Enable experimental features. Right-click on the Docker icon in the system tray and select “Settings.” Go to the “Daemon” tab and check the box marked “Experimental features.”
That’s it! You’re ready to run side-by-side containers.
The big key is to specify
windows when you run a container.
Open up a couple of PowerShell prompts.
In one of them, run
docker images just to make sure things are working. The list of images will probably be empty if you had to switch to Windows containers. If you were already on Windows containers, you might see some.
In that same PowerShell window, run:
docker run --rm -it --platform windows microsoft/nanoserver:1803
This is a command-prompt-only version of Windows Server. You should get a
C:\> prompt once things have started up.
Leave that there, and in the other PowerShell window, run:
docker run --rm -it --platform linux ubuntu
This will get you to an Ubuntu shell.
See what you have there? Windows and Linux running side by side!
exit in each of these containers to get out of the shell and have the container clean itself up.

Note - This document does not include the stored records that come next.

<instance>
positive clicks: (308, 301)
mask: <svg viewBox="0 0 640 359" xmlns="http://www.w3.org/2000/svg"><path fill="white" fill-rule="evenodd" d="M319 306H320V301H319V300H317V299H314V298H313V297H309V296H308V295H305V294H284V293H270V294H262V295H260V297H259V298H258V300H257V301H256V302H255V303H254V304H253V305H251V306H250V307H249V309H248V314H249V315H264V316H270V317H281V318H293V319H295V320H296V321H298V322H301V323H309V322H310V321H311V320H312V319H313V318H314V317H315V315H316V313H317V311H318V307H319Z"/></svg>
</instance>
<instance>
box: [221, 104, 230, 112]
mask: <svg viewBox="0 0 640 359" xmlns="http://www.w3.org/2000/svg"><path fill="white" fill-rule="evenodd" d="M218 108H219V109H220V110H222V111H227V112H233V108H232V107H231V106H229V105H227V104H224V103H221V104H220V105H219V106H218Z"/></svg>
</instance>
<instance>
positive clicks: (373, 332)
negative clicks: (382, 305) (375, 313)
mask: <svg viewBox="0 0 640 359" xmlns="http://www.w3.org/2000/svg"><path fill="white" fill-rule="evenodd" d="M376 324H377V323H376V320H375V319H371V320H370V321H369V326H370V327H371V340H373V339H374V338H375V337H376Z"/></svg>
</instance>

Again, the big key is to specify
windows when you run a container.
If you forget to specify the
--platform flag, it will default to Windows unless you’ve already downloaded the container image. Once you have used the image, the correct version will be found and used automatically:
# Works because you already used the image once. docker run --rm -it ubuntu
If you try to run a Linux container you haven’t already used, you may get a message like this:
no matching manifest for windows/amd64 10.0.18362 in the manifest list entries
I’m not sure on the particulars on why sometimes
--platform is required and sometimes it’s not. Even after removing all my container images, I was able to run an Ubuntu container without specifying platform, like some cache was updated to indicate which platform should be used by default. YMMV. It doesn’t hurt to include it, however, if you try to use
--platform on another machine it may not work - you can only use it when experimental features are enabled.
UPDATE June 14, 2019
I’ve found since working in this mixed environment that there are things that don’t work as one might entirely expect.
- Networking: With Linux-only containers on Windows you get a
DockerNATvirtual network switch you can tweak if needed to adjust network connectivity. Under mixed containers, you use the Windows Container network switch,
natand you really can’t do too much with that. I’ve had to reset my network a few times while trying to troubleshoot things like network connections whilst on VPN.
- Building container images that reference files from other images: A standard .NET Core build-in-container situation is to create, in one Dockerfile, two container images - the first builds and publishes the app, the second copies the published app into a clean, minimal image. When in mixed container world, I get a lot of errors like, “COPY failed: file does not exist.” I can look in the intermediate containers and the files are all there, so there’s something about being unable to mount the filesystem from one container to copy into the other container.
Unrelated to mixed containers, it seems I can’t get any container to connect to the internet when I’m on my company’s VPN. VPN seems to be a pretty common problem with Docker on Windows. I haven’t solved that.
It appears there’s still a lot to work out here in mixed container land. You’ve been warned.